In this way, The Next Scott Nadelson has valuable lessons for the writers and artists of the 21st century, the authors of the post-career age. For one thing, he manages to put his finger right on the pulse of our anxieties, to draw a convincing sketch of what so many of us fear might become of our lives: stringing together sections of freshman composition in order to survive, spending all we have on vet bills and whiskey, finding cold comfort in a skill set that's as hard-earned as it is irrelevant. But his story also shows the redeeming qualities of a life in letters: genuine praise from a stranger on the street, fleeting moments of inspiration in the classroom, fellowship with other writers. Most importantly, Nadelson reminds us that to give up writing is—in most cases—simply not within our abilities.

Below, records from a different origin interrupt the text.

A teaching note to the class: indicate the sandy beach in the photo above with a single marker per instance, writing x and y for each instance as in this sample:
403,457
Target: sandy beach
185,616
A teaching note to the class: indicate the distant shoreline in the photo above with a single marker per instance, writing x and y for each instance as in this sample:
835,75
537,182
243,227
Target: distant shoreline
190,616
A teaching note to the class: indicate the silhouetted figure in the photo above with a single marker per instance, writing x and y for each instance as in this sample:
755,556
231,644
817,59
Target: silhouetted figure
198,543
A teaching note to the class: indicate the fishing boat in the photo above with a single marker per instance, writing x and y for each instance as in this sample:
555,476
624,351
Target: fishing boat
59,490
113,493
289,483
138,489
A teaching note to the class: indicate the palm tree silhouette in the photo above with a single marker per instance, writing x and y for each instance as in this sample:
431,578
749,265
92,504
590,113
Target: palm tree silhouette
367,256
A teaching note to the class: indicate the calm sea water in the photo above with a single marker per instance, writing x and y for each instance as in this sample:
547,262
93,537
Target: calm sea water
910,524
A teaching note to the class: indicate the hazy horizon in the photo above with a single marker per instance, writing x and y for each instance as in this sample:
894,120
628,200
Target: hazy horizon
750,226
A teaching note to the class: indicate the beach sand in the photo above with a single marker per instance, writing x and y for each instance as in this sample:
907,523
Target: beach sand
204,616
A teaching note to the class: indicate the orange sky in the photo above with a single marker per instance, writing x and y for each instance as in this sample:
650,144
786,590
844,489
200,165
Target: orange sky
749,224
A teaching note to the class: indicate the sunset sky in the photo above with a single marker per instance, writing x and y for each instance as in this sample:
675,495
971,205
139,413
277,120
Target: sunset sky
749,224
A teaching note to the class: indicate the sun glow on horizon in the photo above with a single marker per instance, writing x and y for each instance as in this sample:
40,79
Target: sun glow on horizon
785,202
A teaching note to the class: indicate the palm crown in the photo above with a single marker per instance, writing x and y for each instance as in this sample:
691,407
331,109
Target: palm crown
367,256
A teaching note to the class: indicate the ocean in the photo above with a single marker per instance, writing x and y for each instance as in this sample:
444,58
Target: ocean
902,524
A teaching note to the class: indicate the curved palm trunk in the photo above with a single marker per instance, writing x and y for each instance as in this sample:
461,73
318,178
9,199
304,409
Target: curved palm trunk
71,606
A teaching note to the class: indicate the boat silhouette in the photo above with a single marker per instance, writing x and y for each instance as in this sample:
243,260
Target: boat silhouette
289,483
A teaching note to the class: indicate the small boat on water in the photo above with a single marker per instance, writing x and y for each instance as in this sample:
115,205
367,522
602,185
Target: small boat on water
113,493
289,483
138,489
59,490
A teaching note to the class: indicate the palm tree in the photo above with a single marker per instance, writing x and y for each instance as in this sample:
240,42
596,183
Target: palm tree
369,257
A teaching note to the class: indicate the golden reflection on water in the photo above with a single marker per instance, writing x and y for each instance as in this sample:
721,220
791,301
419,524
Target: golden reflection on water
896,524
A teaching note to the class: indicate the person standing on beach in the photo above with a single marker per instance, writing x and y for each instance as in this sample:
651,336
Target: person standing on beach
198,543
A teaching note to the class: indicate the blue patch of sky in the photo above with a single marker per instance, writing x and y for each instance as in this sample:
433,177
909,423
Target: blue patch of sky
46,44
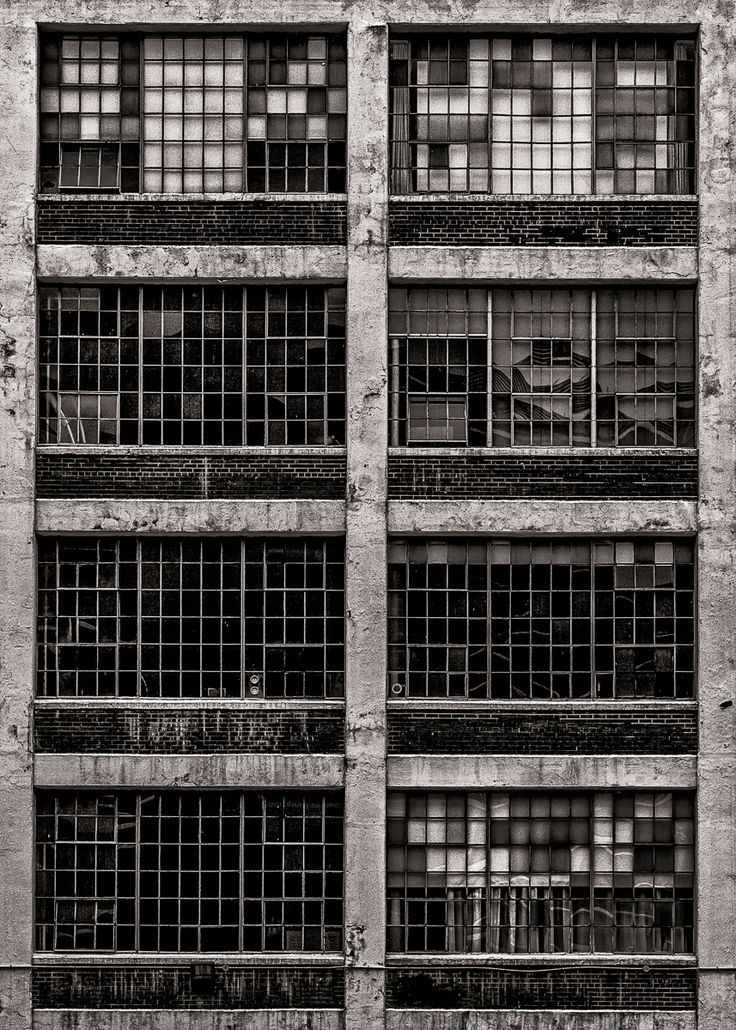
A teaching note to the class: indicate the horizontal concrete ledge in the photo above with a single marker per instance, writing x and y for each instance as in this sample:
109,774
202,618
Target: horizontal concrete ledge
439,1019
155,960
536,960
545,771
187,1019
530,264
537,517
118,263
298,517
177,771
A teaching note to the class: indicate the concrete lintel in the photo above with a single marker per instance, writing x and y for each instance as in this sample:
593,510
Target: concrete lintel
548,771
550,516
536,1020
298,517
532,264
206,771
118,263
685,13
187,1019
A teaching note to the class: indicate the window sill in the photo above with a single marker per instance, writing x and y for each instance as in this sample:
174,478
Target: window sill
478,198
573,959
190,450
223,197
196,704
186,958
443,450
528,705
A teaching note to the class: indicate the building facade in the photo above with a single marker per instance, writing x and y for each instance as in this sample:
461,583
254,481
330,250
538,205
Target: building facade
367,475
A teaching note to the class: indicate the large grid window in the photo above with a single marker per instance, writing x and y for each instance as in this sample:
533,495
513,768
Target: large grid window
190,872
511,619
533,367
523,872
190,618
90,103
521,114
193,365
187,113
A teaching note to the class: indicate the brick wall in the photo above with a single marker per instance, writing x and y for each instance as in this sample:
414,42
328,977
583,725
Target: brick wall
594,476
635,730
168,729
559,222
169,222
236,477
663,989
148,987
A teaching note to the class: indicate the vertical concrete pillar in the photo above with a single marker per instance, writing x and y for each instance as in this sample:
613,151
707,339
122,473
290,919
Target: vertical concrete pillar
716,586
365,565
18,87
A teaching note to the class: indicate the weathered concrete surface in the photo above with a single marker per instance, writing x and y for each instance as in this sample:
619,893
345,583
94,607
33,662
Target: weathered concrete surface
716,541
18,163
566,264
179,771
141,1019
519,517
542,1020
294,13
527,771
58,263
365,538
299,517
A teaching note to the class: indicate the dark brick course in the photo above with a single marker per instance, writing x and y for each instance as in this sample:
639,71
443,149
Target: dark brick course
172,729
634,730
594,476
168,222
236,477
661,988
150,987
560,222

Giles Harvey describes the lack of commercial reception from one's fiction as, "a decidedly First World problem." He is correct. But in the case of Scott Nadelson, his bigger problem is that the person he loves doesn't return his feelings—an awful plight in any place, or any age. Perhaps this is why it's so easy to root for him. With a voice that's smart, candid, self-effacing, and immensely likeable, Nadelson's memoir is a complete success.